I've included definitions for my grafana dashboard in the repo, both for InfluxDB and VictoriaMetrics which I now use. Here are screenshots of each in use. I use this dashboard daily for my local weather forecast.

Influx Dashboard

influx grafana dashboard

VictoriaMetrics Dashboard

VictoriaMetrics dashboard

Rationale behind included/planned sources:

I was looking for a replacement for DarkSky, who were bought by Apple and retired their API in 2021 2022 2023. DarkSky had the best forecasts and a generous free version, with 7 days of forecast data available.

I used the DarkSky data to power my own visualizations of my local forecast in Grafana. I find my Grafana graphs of forecast data much more intuitive than any weather app or website out there. I display the 7 day forecast for temps, precip, wind, and clouds, on the same graph with 7 days of actual data history from my Ambient Weather personal weather station, and also the forecast from 24 hours previous. (You can find my Ambient Weather exporter here.)
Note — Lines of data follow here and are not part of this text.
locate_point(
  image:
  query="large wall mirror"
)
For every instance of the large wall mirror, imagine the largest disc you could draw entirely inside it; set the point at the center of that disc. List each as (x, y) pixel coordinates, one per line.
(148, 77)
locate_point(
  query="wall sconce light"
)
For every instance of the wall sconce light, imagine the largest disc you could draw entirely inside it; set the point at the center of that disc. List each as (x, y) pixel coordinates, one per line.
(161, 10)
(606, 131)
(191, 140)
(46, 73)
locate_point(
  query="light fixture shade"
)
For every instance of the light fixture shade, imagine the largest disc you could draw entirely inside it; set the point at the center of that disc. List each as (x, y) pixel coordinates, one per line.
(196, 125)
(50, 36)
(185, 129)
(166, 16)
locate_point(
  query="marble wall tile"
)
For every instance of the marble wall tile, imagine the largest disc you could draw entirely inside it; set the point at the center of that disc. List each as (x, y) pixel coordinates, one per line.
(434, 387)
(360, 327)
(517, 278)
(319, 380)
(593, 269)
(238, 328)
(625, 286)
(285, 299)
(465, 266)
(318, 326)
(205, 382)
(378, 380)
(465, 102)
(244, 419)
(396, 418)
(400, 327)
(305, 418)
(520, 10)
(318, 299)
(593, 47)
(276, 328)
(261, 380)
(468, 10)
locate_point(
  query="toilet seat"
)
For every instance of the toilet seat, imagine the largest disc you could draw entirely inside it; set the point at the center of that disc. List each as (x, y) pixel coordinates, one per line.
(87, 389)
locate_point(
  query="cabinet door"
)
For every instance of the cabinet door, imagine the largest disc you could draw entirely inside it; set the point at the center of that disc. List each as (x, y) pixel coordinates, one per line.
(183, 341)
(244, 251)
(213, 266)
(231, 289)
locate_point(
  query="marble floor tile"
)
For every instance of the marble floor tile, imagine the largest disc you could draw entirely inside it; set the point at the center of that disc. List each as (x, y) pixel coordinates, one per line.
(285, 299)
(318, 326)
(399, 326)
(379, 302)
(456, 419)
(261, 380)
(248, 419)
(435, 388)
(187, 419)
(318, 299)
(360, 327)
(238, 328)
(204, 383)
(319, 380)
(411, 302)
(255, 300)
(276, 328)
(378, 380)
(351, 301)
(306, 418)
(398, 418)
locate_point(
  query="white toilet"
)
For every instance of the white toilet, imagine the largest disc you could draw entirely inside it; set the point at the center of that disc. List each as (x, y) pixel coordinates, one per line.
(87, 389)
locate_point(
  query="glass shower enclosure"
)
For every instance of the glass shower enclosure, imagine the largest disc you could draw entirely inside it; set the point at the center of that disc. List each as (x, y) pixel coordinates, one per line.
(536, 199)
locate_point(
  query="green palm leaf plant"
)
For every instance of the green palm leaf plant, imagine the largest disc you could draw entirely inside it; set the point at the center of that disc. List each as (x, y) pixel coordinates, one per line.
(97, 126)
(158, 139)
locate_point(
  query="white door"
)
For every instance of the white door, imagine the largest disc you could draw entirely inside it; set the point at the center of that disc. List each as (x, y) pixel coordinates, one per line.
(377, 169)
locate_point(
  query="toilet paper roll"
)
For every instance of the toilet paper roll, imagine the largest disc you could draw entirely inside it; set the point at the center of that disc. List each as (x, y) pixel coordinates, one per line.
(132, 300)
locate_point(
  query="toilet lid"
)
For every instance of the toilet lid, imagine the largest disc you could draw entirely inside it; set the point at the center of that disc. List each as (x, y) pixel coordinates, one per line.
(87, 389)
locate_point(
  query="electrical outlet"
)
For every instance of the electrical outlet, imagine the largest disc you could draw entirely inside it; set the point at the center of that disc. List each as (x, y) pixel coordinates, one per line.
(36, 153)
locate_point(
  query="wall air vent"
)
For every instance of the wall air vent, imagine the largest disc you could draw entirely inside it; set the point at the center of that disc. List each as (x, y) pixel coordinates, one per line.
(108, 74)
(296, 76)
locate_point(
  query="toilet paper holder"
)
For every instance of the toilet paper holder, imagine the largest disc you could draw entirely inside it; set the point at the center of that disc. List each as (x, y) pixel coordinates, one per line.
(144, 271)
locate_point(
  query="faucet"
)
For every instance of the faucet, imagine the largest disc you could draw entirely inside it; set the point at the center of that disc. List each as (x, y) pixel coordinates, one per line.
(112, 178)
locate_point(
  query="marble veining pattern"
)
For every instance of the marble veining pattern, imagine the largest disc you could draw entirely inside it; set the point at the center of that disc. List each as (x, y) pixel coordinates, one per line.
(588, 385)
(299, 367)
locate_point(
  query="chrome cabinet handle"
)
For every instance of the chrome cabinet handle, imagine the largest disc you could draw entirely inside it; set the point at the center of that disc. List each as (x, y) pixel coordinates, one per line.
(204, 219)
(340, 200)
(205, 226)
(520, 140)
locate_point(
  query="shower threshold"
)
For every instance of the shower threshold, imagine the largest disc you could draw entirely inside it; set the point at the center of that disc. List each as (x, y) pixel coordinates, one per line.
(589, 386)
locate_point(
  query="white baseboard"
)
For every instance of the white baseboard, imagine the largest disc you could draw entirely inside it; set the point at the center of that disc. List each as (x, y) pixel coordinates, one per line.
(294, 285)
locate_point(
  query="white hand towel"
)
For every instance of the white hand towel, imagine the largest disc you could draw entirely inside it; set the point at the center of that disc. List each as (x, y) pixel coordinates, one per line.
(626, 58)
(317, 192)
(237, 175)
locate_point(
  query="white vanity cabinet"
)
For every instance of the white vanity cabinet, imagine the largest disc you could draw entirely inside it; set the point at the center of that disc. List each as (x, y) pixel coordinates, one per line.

So when I went looking for replacements I needed these features:

  • At least 7 days of HOURLY forecast data. Daily highs and lows are not very interesting to look at in a graph.
  • I preferred Free APIs or APIs allowing at least 1500 forecasts per month, as I only made <200 calls/day to DarkSky, and paying large amounts for my personal forecast dashboard is just silly.
    • This is why visualcrossing is a supported source, because their free tier supports 250 forecasts/day.